Many home PC users may have been infected after a large-scale sustained
Trojan horse attack that took place over the weekend, security vendors believe.
The Trojan, named "Storm Worm" by antivirus vendor F-Secure, first started
to spread on Friday as extreme storms engulfed Europe. The e-mail claimed to
include breaking news about the weather, in an attempt to get people to download
an executable file.
Over the weekend there were six subsequent waves of the attack, with each
e-mail attempting to lure users into downloading an executable by promising a
topical news story. There were e-mail that purported to carry news of an
as-yet-unconfirmed missile test by the Chinese against one of its weather
satellites, and others reporting that Fidel Castro had died.
Each new wave of e-mail messages carried different versions of the Trojan horse,
according to F-Secure. Each version also contained the capability to be updated,
in an attempt to stay ahead of antivirus vendors.
"When they first came out, these files were pretty much undetectable by most
antivirus programs," said Mikko Hypponen, director of antivirus research at
F-Secure. "The bad guys are putting a lot of effort into it--they were putting out updates hour after hour."
As most businesses tend to strip executable files out of e-mail they
receive, Hypponen said he expected that companies would not be overly affected
by the attacks.
However, F-Secure said that hundreds of thousands of home computers could have been affected across the globe.
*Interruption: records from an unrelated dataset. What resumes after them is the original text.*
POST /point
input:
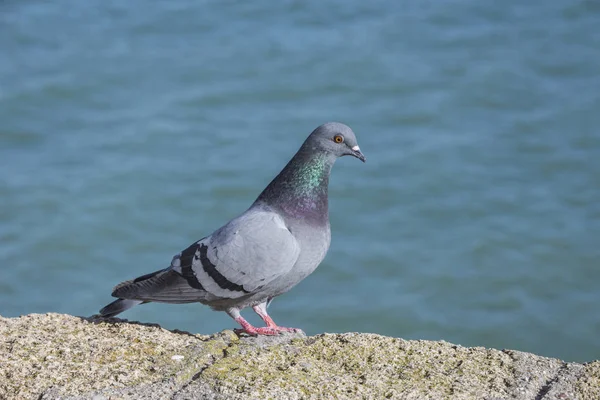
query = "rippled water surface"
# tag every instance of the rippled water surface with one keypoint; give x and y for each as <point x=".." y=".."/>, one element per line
<point x="130" y="129"/>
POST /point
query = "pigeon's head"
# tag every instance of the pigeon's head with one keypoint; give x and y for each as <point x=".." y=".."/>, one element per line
<point x="336" y="138"/>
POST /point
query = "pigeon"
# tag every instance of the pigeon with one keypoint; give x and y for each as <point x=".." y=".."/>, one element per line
<point x="261" y="254"/>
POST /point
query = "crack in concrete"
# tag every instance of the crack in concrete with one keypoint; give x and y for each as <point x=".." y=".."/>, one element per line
<point x="549" y="382"/>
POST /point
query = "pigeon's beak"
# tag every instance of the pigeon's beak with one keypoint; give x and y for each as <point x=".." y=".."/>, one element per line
<point x="357" y="153"/>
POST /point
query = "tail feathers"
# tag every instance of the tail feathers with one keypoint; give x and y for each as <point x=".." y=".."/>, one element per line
<point x="165" y="286"/>
<point x="118" y="306"/>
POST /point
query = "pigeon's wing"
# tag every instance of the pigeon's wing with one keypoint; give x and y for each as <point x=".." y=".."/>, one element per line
<point x="241" y="257"/>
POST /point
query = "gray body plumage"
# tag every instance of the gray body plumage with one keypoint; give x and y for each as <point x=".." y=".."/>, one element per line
<point x="262" y="253"/>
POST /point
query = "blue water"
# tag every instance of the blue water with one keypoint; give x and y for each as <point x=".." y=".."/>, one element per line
<point x="130" y="129"/>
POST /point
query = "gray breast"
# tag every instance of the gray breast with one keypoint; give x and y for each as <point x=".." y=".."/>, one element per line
<point x="314" y="244"/>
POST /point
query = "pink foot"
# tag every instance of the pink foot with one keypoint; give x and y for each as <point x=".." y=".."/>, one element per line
<point x="284" y="329"/>
<point x="254" y="331"/>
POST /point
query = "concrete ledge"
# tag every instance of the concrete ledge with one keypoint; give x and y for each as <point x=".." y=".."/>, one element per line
<point x="54" y="356"/>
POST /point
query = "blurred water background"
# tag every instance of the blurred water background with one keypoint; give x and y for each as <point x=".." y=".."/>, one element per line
<point x="128" y="130"/>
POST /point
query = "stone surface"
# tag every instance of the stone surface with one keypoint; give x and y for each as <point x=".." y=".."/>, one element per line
<point x="56" y="356"/>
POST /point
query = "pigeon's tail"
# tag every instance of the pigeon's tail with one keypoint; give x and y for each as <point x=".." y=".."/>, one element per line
<point x="165" y="286"/>
<point x="118" y="306"/>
Once a user downloads the executable file, the code opens a backdoor in the
machine which that it to be remotely controlled, while installing a rootkit that
hides the malicious program. The compromised machine becomes a zombie in a
network called a botnet. Most botnets are currently controlled through a central
server, which--if found--can be taken down to destroy the botnet. However, this
particular Trojan horse seeds a botnet that acts in a similar way to a
peer-to-peer network, with no centralized control.
Each compromised machine connects to a list of a subset of the entire
botnet--around 30 to 35 other compromised machines, which act as hosts. While
each of the infected hosts share lists of other infected hosts, no one machine
has a full list of the entire botnet--each has only a subset, making it
difficult to gauge the true extent of the zombie network.
This is not the first botnet to use these techniques. However, Hypponen
called this type of botnet "a worrying development".
Antivirus vendor Sophos called Storm Worm the "first big attack of 2007",
with code being spammed out from hundreds of countries. Graham Cluley, senior
technology consultant for Sophos, said the company expected more attacks over
the coming days, and that the botnet would most likely be hired out for
spamming, adware propagation, or be sold to extortionists to launch distributed denial-of-service attacks.
The recent trend has been toward highly targeted attacks on individual
institutions. Mail services vendor MessageLabs said that this current malicious
campaign was "very aggressive", and said that the gang responsible was probably
a new entrant to the scene, hoping to make its mark.
None of the anti-malware companies interviewed said they knew who was
responsible for the attacks, or where they had been launched from.